The safety precautions differ broadly among schools. Some have strict public health measures in place, with small class size limits and a mix of in-person and online classes.
But others have had to temporarily shut down after dozens of students tested positive in multiple sites, from engineering to medical and business schools. They moved teaching online, as when the country was locked down at the height of its epidemic which has killed some 31,000 people in France.
In the UK, most universities do not begin their fall terms until late September or early October, and are readying big changes.
At the University of St. Andrews in Scotland, where the fall semester began Monday, many classes are being taught online—other than laboratory sessions or other practical instruction where hands-on learning is essential. Student societies are barred from meeting in person, and many students arriving from overseas will have to quarantine for two weeks in line with government protocols.
At University College London, only a quarter of the buildings will be occupied at one time. Teaching spaces will incorporate social distancing and everyone must wear face-masks. The universitycreated an app for students to alert authorities if they have symptoms and plans to test up to 1,000 students and staff a day to keep the campus safe.

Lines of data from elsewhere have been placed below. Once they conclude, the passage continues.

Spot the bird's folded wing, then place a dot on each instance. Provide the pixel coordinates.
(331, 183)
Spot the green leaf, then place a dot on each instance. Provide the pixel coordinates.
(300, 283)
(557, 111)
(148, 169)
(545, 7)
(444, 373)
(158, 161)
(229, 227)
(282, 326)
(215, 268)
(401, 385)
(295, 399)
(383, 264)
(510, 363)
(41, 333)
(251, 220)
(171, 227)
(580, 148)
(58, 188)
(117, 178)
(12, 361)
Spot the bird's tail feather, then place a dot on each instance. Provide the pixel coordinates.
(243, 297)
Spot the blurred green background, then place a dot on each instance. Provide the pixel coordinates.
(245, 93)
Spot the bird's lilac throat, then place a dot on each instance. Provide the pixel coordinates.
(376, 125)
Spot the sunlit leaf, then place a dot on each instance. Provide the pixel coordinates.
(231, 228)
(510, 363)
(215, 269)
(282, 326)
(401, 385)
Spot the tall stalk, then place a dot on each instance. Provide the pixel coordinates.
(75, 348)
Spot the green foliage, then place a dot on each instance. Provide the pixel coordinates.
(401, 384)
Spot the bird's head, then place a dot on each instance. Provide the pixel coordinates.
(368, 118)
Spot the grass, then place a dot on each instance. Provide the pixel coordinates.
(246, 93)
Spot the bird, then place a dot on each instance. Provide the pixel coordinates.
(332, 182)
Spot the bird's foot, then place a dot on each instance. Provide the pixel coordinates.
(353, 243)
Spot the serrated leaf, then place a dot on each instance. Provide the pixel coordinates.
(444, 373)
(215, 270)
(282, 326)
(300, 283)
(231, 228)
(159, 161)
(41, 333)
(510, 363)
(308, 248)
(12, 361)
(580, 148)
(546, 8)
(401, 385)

“I’ve got a public health expert team that are advising me when it’s appropriate to extend testing beyond those that are immediately symptomatic,” Michael Arthur, the president and provost at UCL. “So I think we’re reasonably confident if we do have an outbreak—and I’m sure we will have, we’re just playing with statistics—that we can move in and contain it very rapidly.”
Student housing has been adapted to allow those who test positive to self-isolate.
In Germany, most universities won’t start lectures before next month, and they have introduced numerous rules to ensure distancing, increased hygiene and bans on students’ parties. They are also expanding online teaching.
Many Italian universities are reopening with distance learning this fall. Priority for physical classrooms was being given to first-year students, to aid their transition.
In the United States, dozens of universities have emerged as virus hot spots. Although students are being spaced apart in classrooms and dining halls, the virus has continued to spread in cramped dorm halls and through off-campus parties that have been blamed for thousands of cases.